The problem with this advice is that the fee calculator at sorted.org.nz does not appear to accurately reflect the actual fees charged by fund managers, particularly the additional costs.

In general terms there are four types of investment management fee structures:

Where the only cost charged against the fund is the management fee and all costs are paid by the manager out of this fee.

Where additional costs, including audit, trustee, custody, administration and registry are charged against the fund in addition to the management fee.

Start-up and establishment costs are also charged against the fund.

Where certain costs, in addition to the management fee, are charged against the fund by reducing the number of units held by investors. This inflates the net asset value per unit and the performance of the fund.

The first structure usually has the lowest fees but most fund managers use a combination of the other three alternatives.

The Securities Commission should be far less concerned about Consumer reports and its own image.

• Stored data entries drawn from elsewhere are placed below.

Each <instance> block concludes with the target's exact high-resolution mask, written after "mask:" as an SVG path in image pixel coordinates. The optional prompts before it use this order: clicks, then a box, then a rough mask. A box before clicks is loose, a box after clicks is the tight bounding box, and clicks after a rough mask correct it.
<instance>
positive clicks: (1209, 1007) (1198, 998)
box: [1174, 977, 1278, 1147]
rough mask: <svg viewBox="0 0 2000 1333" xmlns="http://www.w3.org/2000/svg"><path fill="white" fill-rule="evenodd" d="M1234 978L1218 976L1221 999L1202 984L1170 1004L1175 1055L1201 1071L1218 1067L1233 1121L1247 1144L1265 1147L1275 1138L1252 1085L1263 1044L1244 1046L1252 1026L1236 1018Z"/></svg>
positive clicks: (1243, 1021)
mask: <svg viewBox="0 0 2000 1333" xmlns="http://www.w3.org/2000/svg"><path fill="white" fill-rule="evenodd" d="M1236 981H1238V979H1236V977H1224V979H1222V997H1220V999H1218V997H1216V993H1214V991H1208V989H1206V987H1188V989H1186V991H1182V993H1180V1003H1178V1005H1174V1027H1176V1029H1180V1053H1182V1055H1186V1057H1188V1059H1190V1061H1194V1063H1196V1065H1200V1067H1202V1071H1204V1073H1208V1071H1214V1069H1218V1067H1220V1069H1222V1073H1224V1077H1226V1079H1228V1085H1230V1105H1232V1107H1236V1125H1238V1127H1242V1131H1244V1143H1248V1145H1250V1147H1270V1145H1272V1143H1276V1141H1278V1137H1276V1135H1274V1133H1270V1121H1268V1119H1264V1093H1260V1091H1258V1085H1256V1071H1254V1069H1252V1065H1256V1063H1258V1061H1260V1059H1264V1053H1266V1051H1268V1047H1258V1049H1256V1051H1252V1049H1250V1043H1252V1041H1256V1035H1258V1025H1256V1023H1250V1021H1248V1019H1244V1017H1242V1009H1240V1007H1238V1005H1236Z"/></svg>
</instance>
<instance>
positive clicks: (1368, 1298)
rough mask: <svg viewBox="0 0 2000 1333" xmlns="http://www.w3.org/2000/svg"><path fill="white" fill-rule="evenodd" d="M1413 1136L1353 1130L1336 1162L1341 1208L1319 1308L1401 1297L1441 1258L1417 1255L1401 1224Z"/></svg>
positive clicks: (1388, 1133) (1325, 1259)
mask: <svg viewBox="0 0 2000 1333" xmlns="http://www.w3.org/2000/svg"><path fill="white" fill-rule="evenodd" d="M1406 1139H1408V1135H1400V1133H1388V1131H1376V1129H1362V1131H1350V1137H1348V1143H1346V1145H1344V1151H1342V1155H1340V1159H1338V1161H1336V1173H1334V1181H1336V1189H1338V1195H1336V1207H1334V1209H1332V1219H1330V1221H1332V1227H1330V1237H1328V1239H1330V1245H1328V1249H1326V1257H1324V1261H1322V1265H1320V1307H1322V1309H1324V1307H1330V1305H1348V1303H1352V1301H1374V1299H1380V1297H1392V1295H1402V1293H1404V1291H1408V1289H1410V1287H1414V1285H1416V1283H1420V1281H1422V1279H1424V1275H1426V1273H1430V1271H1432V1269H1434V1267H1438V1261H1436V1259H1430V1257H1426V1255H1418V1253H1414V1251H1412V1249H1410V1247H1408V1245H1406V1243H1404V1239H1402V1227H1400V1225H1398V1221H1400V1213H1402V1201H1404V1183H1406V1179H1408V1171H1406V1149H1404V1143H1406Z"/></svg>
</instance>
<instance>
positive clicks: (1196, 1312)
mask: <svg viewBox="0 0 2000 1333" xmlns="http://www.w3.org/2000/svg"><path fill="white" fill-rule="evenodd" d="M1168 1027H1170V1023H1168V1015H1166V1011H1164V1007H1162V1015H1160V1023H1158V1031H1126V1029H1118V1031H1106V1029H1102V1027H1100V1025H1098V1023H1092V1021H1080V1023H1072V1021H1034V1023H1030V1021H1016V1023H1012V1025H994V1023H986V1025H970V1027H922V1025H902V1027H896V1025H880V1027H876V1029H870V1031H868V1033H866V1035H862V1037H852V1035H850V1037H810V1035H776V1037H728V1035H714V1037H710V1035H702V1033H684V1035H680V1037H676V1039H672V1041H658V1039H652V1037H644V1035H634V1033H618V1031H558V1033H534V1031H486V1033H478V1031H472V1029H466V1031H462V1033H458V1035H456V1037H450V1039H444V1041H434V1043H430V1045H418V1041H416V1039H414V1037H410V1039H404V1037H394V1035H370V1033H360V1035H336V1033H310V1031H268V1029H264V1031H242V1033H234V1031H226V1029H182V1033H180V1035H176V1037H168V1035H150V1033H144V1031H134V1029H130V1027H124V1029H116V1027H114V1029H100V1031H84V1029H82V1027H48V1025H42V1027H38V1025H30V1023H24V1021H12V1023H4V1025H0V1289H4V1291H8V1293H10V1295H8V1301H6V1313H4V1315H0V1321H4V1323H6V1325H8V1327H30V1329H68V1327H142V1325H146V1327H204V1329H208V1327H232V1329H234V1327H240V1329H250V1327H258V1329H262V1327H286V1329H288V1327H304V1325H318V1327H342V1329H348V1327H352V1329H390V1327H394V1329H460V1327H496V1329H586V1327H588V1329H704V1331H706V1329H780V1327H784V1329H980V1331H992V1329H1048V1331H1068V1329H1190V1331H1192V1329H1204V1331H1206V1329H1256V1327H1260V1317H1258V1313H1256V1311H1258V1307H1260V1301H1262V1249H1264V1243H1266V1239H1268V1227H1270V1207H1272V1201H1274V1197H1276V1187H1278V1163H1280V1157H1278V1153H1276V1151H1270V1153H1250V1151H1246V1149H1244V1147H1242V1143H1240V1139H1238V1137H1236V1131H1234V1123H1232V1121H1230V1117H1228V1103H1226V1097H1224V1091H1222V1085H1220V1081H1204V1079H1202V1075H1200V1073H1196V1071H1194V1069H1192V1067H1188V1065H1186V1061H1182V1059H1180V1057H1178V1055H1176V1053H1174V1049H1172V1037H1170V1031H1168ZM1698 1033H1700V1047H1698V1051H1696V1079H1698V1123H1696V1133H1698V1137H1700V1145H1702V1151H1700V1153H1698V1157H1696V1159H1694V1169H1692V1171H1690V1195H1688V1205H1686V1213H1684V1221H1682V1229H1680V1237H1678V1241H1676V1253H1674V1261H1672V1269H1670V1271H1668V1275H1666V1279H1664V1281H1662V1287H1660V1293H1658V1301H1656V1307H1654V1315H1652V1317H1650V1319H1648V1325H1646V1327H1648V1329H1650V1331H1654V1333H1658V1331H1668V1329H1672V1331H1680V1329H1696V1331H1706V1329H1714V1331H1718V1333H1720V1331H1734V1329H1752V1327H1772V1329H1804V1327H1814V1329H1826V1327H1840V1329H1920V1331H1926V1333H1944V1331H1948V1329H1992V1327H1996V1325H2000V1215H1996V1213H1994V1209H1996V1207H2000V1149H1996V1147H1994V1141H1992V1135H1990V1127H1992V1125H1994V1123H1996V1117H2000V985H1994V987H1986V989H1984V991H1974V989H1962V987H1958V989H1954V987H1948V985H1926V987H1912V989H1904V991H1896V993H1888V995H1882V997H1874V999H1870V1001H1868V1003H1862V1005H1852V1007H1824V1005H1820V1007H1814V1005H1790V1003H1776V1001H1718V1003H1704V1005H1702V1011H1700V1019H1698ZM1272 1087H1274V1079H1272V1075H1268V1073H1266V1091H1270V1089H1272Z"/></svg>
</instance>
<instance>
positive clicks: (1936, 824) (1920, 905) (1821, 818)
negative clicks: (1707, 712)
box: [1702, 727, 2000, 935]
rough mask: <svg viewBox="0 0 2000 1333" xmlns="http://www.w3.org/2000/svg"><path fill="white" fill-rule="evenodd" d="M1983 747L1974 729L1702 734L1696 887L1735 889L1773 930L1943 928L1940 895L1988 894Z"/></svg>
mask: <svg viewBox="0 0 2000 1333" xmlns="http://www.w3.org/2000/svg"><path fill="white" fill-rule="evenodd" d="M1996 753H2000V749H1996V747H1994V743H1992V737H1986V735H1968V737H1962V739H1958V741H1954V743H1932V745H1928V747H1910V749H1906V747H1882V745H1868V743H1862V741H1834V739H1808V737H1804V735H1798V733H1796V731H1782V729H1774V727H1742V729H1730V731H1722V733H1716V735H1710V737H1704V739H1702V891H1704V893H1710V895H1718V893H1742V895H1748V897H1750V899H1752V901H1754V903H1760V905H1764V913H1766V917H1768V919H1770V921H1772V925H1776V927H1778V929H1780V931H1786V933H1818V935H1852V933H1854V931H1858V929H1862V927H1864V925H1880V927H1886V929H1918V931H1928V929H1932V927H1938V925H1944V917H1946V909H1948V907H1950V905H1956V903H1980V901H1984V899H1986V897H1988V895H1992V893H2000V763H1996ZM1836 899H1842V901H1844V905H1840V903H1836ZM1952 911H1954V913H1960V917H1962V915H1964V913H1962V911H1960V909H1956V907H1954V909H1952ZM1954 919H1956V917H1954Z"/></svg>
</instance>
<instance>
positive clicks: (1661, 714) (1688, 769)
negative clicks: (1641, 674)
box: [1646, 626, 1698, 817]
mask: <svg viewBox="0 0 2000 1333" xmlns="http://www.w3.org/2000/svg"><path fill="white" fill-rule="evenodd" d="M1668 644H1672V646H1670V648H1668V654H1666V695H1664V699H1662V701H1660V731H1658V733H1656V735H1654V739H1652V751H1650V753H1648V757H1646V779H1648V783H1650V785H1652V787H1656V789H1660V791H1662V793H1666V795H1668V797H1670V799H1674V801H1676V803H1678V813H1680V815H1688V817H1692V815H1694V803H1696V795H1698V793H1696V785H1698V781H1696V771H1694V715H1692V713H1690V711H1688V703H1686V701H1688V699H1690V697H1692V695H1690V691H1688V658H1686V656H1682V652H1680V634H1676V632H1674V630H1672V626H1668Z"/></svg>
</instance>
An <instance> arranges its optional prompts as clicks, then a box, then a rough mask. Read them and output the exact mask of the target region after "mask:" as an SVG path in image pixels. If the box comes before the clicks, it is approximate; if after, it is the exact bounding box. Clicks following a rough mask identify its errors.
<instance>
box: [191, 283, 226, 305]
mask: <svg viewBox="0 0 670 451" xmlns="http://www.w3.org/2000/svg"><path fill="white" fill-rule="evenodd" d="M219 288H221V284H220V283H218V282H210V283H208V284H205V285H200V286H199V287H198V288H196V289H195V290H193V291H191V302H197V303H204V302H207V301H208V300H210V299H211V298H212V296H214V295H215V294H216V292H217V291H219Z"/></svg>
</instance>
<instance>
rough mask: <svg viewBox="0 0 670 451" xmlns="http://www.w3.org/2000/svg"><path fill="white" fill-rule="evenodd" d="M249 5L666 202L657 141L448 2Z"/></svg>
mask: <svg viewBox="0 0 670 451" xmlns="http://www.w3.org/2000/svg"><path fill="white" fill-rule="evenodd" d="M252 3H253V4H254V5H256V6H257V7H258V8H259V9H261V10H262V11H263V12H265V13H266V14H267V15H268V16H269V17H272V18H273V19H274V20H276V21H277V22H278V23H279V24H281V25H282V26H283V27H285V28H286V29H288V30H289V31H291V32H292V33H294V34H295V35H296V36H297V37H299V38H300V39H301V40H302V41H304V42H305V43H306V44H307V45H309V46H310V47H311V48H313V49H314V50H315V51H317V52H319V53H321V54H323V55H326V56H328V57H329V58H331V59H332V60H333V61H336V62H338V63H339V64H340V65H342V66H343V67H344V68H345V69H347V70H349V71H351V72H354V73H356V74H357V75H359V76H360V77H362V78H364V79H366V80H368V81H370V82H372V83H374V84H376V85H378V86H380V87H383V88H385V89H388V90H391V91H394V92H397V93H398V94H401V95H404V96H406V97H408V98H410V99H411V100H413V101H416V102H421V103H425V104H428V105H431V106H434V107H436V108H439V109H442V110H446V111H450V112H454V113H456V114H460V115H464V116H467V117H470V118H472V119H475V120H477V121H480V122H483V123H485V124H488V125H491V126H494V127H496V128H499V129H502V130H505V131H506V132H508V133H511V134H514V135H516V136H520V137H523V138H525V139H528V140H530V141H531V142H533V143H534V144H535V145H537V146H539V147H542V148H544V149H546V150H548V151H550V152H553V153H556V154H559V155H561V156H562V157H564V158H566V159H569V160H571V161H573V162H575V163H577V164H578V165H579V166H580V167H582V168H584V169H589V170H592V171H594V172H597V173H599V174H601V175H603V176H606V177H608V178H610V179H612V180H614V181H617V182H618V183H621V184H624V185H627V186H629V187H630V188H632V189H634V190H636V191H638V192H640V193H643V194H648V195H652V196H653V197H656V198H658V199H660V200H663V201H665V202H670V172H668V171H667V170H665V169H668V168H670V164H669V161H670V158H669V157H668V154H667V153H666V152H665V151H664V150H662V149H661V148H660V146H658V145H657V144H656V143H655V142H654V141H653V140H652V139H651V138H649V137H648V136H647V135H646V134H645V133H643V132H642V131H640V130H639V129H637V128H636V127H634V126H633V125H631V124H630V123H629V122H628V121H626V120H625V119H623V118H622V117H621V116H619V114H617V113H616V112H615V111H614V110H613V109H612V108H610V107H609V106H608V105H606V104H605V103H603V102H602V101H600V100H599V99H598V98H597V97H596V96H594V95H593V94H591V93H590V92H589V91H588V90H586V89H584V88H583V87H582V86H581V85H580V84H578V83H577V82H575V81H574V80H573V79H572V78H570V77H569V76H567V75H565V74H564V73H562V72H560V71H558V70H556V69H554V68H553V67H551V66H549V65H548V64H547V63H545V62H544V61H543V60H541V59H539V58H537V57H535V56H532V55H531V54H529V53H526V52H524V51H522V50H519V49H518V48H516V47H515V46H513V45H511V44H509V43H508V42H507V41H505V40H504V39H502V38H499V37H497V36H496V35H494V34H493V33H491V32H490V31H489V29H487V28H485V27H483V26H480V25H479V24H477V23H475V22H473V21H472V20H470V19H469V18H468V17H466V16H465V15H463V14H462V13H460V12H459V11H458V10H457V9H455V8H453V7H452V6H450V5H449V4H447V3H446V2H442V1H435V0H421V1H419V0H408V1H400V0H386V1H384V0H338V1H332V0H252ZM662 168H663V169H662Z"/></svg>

It should be putting much more emphasis on catching the crooks and developing a standard way of measuring fund management fees and performance.

The latter would enable investors to compare investment funds on a like-for-like basis. But the Hanover debacle, the Consumer report and the resignation of two members from the Code Committee shows that one of the main problems with our securities markets is the absence of an oversight regulator willing to take a big-picture leadership role.

Hopefully the Capital Markets Taskforce, which is due to report next month, will make strong recommendations on this important issue.